Tanggung Jawab Parpol

Oleh FRANS OBON

Menggembirakan bahwa para pengurus partai politik (parpol) di Ende sudah memperbincangkan calon pemimpin Ende ke depan. Namun perbincangan itu masih sebatas dikotomi periferi.

Pekan lalu, fokus diskusi adalah bagaimana membawa partai politik ke dalam satu forum agar bersama-sama menyeleksi dan memilih figur pemimpin ke depan. Tetapi menyatukan parpol dengan ideologi masing-masing, kepentingan pengurus yang berbeda, bukanlah perkara mudah. Bahkan, hal ini cenderung mustahil.
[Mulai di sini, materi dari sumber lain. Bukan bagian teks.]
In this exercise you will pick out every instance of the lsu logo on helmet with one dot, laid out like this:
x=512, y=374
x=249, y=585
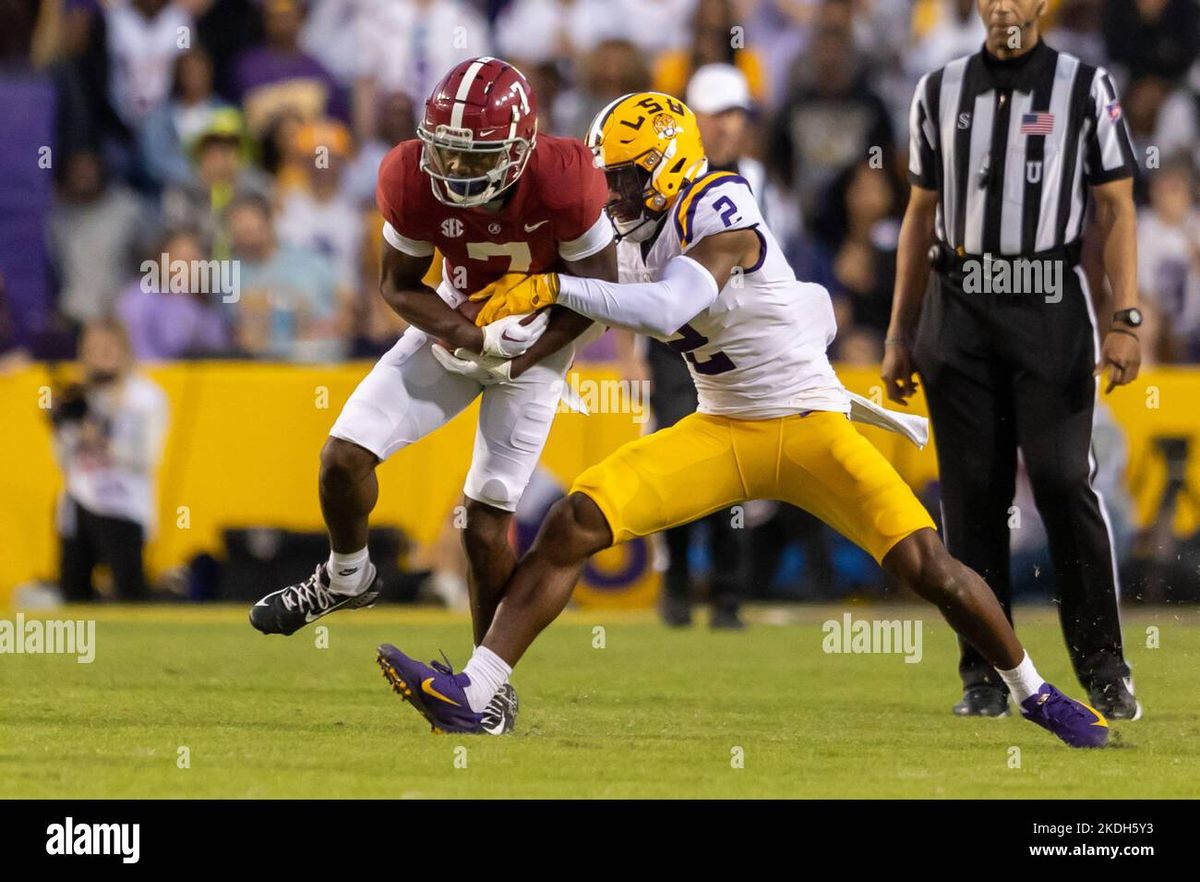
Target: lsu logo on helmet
x=649, y=147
Partai-partai kecil baik dilihat dari perolehan kursi di parlemen maupun jumlah suara yang diperoleh pada Pemilu lalu sudah pasti akan membentuk aliansi untuk mengusung calon. Calon-calon mereka akan berkompetisi dengan calon-calon dari partai-partai besar semisal PDI Perjuangan dan Golkar. Bersatunya partai-partai kecil dalam satu aliansi pada hemat kita sama sekali tidak dilandaskan pada visi membangun ke depan, tetapi tergantung pada pendekatan calon yang membutuhkan pintu partai. Kita belum melihat adanya ideologi dan visi bersama yang menjadi landasan pengusung calon.
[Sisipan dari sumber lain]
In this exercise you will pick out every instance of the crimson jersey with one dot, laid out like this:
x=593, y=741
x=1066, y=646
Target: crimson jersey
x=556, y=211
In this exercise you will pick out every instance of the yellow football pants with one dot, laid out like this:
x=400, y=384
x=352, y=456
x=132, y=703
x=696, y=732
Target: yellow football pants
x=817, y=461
Sekarang wacana sudah bergeser pada dikotomi birokrat-swasta. Sebagaimana berita media ini Kamis kemarin, ada asumsi dalam kepala pengurus partai politik, kalau birokrat menjadi bupati maka pembangunan akan berjalan di tempat. Karena birokrat cenderung akan mengikuti format birokrasi yang telah mapan.
Dikotomi ini dibungkus rapi dengan janji perubahan. Isi pesannya adalah kalau swasta yang memimpin, maka akan ada inovasi-inovasi dalam membangun. Dampaknya pembangunan tidak akan stagnan.
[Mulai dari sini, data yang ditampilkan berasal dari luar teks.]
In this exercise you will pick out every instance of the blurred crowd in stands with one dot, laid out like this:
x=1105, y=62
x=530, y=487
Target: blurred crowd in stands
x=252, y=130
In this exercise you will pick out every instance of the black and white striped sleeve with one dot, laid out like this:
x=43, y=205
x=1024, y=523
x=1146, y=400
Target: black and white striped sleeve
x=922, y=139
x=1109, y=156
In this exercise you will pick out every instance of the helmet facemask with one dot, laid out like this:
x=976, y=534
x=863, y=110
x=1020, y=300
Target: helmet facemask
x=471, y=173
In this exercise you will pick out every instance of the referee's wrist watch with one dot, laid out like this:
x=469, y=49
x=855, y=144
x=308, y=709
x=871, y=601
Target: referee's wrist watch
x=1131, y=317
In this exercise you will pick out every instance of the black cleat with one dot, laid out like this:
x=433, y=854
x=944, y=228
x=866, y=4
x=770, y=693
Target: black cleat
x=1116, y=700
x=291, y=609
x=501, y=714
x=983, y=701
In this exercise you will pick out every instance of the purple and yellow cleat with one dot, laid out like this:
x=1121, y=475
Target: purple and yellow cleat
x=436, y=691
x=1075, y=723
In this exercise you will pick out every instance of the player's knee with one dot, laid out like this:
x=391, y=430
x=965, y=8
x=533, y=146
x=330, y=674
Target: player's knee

Ide pembaruan memang lagi laku sekarang ini. Calon dari swasta mengusung ide pembaruan, calon birokrat juga sama. Kita bertanya, konsep pembaruan yang mereka tawarkan itu apa? Bagaimana kita bisa mengukur ide pembaruan itu applicable dan masuk akal (reasonable)?
Pengalaman di beberapa daerah, ide pembaruan ini pada akhirnya hanya janji kosong belaka. Pembaruan infrastruktur, pembaruan ekonomi, kesehatan dan lain-lain sama sekali tidak tampak. Di mana kita bisa melihat kebohongan itu? Dari konstruksi APBD. Komposisi anggaran tetap saja sama. Itupun kita masih harus buktikan lagi, apakah anggaran untuk publik itu sungguh menjamin kepentingan publik atau anggaran publik itu ujung akhirnya jatuh kembali kepada birokrat? Yang kita perlu lakukan adalah mengetahui apakah calon itu sungguh memiliki konsep membangun atau tidak?
Masyarakat tentu menuntut hal ini dari partai politik. Sebagai gerbang bagi calon untuk masuk dalam ajang kompetisi, partai politik memiliki tanggung jawab. Di tangan partai politik, nasib dan masa depan rakyat Ende dipertaruhkan. Rakyat akan menuntut dari partai, meskipun sering ingatan masyarakat kita mengenai sepakterjang partai sering kabur.